O tom solene se instala a partir de uma escolha do diretor e roteirista de compor sua história com uma excessiva preocupação em citar obras do próprio Rodin – como a A Porta do Inferno, Os Burgueses de Calais e uma polêmica estátua do escritor Honoré de Balzac –, dedicando-se a explorar minuciosamente seus processos de composição, além da incompreensão de que foram objeto em sua época.

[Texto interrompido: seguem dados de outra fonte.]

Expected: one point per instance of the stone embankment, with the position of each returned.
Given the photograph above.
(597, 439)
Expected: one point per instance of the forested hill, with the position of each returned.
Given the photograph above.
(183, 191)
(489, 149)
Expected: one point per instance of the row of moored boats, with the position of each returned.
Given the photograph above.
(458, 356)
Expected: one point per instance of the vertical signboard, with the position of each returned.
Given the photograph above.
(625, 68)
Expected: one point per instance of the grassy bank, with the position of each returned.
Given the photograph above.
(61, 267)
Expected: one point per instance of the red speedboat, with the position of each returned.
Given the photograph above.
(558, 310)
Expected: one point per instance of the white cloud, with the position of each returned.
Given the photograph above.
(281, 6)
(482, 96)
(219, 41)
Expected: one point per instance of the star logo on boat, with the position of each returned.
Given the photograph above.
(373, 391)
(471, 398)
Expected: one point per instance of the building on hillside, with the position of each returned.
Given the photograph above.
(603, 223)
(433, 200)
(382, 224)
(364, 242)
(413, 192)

Também há uma ênfase excessiva em citar artistas contemporâneos do escultor, caso dos escritores Victor Hugo (Bernard Verley) e Rainer Maria Rilke (Anders Danielsen Lie), e pintores como Claude Monet (Olivier Cadiot) e Paul Cézanne (Arthur Nauzyciel).
 
A verossimilhança dos cenários é garantida por uma filmagem que contou com a parceria do Museu Rodin de Paris, o que soma um peso documental que não faz tanta falta quanto uma abordagem mais original e profunda, que realmente lançasse luz sobre a figura humana do escultor e, especialmente, sobre sua conturbada relação com sua aluna, Camille Claudel (Izïa Hégelin).
 
Talvez até porque já houve dois esplêndidos filmes sobre Camille – Camille Claudel (1988), de Bruno Nuytten, e Camille 1915 (2013), de Bruno Dumont – se possa ressentir dessa falta de espessura dramática neste perfil de seu amante. Não falta, é verdade, esforço do ator, mas o erro é de concepção. Este Rodin se debate, mas não respira uma humanidade realmente autêntica.